As fully automatic classification was too hard, I turned to a somewhat more manual approach. The hypernym relation still seemed pretty useful, since it allowed me to disqualify large groups of words at a time. So I wrote a Python program that did the following:

  • Discard all words with a capital letter in them. These are often obscure places and people.
  • For each synset, compute the set of hyponyms (e.g. for “insect” we get the set of all insects).
  • From biggest to smallest set, show me the name of the synset, some example words, and let me decide if it should be kept or discarded.
  • When done, go through all synsets that remain, and use the first lemma from the synset in the word list. (This is generally the most common one.)
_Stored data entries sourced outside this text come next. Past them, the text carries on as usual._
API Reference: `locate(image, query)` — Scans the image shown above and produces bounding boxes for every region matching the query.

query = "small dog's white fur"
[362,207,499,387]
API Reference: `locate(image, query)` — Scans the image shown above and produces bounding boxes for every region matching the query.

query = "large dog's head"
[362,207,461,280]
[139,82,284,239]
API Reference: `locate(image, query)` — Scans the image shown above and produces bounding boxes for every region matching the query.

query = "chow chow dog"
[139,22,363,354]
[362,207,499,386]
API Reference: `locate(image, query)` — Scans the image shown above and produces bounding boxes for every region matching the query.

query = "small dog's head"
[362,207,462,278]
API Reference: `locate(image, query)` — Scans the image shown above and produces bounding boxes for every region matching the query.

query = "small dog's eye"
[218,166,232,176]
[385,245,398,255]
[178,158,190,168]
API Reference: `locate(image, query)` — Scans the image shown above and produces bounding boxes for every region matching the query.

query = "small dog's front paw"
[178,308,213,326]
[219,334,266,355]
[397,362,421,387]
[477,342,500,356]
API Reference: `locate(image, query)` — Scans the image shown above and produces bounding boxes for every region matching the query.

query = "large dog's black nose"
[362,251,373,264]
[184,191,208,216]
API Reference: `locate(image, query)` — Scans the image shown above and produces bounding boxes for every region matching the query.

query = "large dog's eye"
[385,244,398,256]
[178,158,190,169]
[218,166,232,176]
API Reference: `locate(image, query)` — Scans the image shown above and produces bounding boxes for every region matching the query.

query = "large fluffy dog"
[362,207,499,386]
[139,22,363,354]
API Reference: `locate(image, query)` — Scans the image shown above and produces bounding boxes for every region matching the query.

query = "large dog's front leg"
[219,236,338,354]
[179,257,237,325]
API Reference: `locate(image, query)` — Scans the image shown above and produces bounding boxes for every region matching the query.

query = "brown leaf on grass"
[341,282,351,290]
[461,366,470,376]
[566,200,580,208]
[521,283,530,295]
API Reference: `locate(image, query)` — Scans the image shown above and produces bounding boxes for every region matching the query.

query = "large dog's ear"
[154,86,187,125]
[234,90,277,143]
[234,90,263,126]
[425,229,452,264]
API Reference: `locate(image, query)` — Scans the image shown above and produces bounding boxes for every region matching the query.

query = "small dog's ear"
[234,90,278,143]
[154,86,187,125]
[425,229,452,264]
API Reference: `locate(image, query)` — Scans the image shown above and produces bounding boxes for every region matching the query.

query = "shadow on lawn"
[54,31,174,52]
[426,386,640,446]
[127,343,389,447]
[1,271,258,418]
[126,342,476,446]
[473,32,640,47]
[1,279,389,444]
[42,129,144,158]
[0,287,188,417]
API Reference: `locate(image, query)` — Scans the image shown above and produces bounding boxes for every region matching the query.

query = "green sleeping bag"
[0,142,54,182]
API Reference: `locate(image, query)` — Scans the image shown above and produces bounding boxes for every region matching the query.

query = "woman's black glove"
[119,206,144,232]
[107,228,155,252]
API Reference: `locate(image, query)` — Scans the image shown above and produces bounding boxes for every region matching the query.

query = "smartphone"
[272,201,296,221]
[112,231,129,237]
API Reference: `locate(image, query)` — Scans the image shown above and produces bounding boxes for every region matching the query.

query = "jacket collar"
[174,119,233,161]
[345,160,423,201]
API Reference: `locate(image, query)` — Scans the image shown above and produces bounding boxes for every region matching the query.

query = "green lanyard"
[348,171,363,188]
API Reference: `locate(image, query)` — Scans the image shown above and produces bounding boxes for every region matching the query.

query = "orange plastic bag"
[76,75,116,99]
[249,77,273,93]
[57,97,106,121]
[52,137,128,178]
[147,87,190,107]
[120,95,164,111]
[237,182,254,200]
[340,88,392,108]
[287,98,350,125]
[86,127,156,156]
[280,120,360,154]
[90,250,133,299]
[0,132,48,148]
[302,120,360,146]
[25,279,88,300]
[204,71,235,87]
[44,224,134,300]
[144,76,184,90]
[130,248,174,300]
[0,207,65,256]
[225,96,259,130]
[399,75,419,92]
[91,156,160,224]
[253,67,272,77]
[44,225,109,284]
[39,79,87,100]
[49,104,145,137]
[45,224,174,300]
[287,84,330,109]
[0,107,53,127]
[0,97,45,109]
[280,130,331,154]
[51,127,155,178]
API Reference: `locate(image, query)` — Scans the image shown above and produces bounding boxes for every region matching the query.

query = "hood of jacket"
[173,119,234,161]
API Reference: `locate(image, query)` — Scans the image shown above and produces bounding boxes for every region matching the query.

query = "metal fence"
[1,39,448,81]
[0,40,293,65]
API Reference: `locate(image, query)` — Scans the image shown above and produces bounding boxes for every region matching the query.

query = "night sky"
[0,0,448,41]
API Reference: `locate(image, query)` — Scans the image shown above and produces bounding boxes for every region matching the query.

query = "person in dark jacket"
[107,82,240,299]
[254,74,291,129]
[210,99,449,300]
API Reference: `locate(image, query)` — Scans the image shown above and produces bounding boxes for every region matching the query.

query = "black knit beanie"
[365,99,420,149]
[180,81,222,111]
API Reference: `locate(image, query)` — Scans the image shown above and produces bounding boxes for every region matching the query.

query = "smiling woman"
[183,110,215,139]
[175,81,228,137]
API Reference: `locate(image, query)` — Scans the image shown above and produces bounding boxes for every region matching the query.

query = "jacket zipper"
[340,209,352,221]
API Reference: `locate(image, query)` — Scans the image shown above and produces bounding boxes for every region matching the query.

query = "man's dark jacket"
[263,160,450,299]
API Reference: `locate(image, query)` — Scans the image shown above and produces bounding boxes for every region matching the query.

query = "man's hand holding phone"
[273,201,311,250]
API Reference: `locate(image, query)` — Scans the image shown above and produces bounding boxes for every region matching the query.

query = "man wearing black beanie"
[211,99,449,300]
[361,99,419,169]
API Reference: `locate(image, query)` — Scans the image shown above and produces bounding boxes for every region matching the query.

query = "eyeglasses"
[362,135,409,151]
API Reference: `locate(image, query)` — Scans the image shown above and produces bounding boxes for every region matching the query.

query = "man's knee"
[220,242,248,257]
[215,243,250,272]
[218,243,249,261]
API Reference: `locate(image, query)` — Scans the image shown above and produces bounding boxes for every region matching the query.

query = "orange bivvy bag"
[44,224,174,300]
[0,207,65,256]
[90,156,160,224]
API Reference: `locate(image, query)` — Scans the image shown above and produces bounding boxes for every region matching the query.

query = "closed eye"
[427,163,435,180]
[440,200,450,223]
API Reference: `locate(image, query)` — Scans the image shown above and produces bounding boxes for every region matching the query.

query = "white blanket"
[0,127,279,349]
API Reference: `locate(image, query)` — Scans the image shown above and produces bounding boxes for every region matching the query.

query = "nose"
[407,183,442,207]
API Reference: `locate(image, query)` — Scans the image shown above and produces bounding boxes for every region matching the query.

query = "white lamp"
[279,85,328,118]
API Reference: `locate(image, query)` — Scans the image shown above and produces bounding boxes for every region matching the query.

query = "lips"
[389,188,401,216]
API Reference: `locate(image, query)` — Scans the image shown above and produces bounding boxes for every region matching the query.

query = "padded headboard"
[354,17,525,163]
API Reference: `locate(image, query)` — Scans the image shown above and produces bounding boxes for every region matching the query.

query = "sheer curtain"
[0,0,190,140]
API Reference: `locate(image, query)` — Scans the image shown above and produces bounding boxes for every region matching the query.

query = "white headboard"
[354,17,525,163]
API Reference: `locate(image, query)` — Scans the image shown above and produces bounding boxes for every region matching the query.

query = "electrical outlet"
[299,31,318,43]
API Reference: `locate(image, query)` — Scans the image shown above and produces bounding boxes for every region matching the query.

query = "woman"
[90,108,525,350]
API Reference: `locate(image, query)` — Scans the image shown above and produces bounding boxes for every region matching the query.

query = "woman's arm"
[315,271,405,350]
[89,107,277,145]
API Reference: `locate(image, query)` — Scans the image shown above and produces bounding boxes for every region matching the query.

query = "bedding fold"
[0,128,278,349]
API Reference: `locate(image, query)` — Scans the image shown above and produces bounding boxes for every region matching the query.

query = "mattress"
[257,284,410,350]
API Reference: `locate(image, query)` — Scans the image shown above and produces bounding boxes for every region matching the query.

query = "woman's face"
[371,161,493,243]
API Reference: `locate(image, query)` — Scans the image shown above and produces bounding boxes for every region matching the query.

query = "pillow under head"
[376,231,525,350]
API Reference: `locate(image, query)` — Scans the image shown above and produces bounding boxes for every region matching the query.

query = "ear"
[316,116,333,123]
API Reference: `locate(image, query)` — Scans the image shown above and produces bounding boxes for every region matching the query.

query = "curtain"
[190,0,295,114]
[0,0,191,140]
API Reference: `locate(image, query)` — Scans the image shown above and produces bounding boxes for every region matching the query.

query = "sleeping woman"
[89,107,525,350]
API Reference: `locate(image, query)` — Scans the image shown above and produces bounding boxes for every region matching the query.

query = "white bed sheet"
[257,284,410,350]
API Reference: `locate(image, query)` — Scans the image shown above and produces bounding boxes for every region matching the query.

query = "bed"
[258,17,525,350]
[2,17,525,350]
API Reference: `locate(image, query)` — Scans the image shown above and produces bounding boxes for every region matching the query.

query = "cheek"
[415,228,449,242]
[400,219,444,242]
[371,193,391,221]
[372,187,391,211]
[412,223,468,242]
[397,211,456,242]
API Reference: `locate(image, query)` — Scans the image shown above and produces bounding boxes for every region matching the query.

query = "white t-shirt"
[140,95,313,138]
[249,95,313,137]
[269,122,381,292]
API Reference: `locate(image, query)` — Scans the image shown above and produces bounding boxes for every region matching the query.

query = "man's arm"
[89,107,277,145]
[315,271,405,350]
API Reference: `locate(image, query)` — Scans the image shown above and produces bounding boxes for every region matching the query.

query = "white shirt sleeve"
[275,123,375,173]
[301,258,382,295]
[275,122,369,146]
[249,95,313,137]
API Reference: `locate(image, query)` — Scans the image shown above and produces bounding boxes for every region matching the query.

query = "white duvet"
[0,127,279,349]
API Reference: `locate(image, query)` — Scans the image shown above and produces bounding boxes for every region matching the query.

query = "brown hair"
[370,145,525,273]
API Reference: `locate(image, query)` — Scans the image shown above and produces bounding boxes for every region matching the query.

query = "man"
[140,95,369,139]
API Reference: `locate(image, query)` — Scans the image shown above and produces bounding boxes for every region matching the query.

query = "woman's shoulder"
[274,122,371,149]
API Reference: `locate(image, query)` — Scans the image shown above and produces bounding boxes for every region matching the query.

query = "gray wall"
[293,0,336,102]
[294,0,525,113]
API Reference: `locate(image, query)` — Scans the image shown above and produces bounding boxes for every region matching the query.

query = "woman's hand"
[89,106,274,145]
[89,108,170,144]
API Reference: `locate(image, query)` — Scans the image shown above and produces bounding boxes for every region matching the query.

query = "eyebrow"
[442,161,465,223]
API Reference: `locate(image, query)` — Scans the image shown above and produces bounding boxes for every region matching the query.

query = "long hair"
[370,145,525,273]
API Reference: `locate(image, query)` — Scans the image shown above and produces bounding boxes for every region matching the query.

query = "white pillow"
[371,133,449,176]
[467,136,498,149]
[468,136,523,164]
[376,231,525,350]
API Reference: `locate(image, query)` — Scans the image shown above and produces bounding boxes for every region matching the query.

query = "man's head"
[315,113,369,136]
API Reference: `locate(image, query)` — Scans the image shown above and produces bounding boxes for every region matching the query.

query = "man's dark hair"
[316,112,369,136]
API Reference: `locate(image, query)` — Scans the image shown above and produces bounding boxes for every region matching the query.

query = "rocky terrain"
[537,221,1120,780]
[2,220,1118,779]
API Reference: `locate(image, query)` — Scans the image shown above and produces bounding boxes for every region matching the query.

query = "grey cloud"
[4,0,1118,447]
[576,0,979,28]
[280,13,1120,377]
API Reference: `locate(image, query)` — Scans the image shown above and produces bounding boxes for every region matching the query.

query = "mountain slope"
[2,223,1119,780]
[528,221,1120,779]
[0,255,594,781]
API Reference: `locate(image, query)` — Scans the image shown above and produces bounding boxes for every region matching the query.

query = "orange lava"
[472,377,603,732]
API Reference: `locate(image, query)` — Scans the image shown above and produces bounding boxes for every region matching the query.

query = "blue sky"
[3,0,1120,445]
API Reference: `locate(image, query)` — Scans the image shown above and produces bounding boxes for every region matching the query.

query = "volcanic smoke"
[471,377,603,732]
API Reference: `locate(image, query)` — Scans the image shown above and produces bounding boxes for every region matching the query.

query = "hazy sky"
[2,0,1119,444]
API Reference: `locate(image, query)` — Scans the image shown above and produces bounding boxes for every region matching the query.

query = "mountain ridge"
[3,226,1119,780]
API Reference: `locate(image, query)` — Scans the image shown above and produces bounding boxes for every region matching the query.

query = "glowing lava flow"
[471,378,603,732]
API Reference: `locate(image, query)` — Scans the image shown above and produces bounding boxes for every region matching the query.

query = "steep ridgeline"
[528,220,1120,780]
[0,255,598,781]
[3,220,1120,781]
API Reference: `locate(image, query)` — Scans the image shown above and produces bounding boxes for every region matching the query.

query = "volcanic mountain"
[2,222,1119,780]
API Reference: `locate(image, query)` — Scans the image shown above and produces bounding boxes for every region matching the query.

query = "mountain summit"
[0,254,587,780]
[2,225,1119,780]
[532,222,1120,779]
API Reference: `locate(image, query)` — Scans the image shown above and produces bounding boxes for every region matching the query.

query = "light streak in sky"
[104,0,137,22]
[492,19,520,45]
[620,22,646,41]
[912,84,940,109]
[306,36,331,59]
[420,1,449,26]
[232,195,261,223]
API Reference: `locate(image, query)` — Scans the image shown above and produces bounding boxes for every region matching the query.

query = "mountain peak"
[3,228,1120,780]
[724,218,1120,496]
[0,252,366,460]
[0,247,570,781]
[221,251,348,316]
This top-down approach was still not perfect, but it allowed me to cut out large chunks of useless words quickly, and keep going to refine the set. The conversation goes something like this:

  • “Entity? 74347 hyponyms, like pinball, bitterness, finisher, trinectes…”
    Keep, or we’ll have nothing left.
  • “Physical entity? 39556 hyponyms, like agamete, mealybug, four-pounder, down…”
    Generally keep; we’ll cut the crap later.
  • “Abstraction? 38669 hyponyms, like perdicidae, tophus, rebuke, conceivableness…”
    Hell no!
  • “Object? 29581 hyponyms, like barroom, whitlow grass, amphibian, bunny…”
    Looks good!

And so on, all the way down to specific categories like “bread” (you’d be amazed how many types of bread there are!). I also had it show me synsets that were already excluded, so I could choose to exclude all animals except mammals, for instance. (Not that I did this. “Barbary ape”, “entullus” and “proboscidean” hardly make for a fun game either.)

The final list contains 19643 words and is still far from perfect. Many words that would be fun have been excluded, but I doubt anyone will miss them. I’ll provide a “skip” button for hopeless cases. Also, the wordlist will get better over time, because of…

Adaptivity

Every game will be logged. Was the word guessed? How long did it take? How many guesses? Was it skipped entirely? Given enough rounds with a particular word, we’ll have a pretty good idea of how hard this word is to guess, and we can move it around to a word list of another difficulty level if appropriate. With about 20,000 words to go through, and on average (say) 20 seconds per word, it’ll take less than five days of continuous play before each word has been seen once.

Given enough data, we can even correlate difficulty with the user’s geographical location. If there’s a strong correlation, we might be looking at some kind of cultural bias and the word should probably be included in a regional word list only.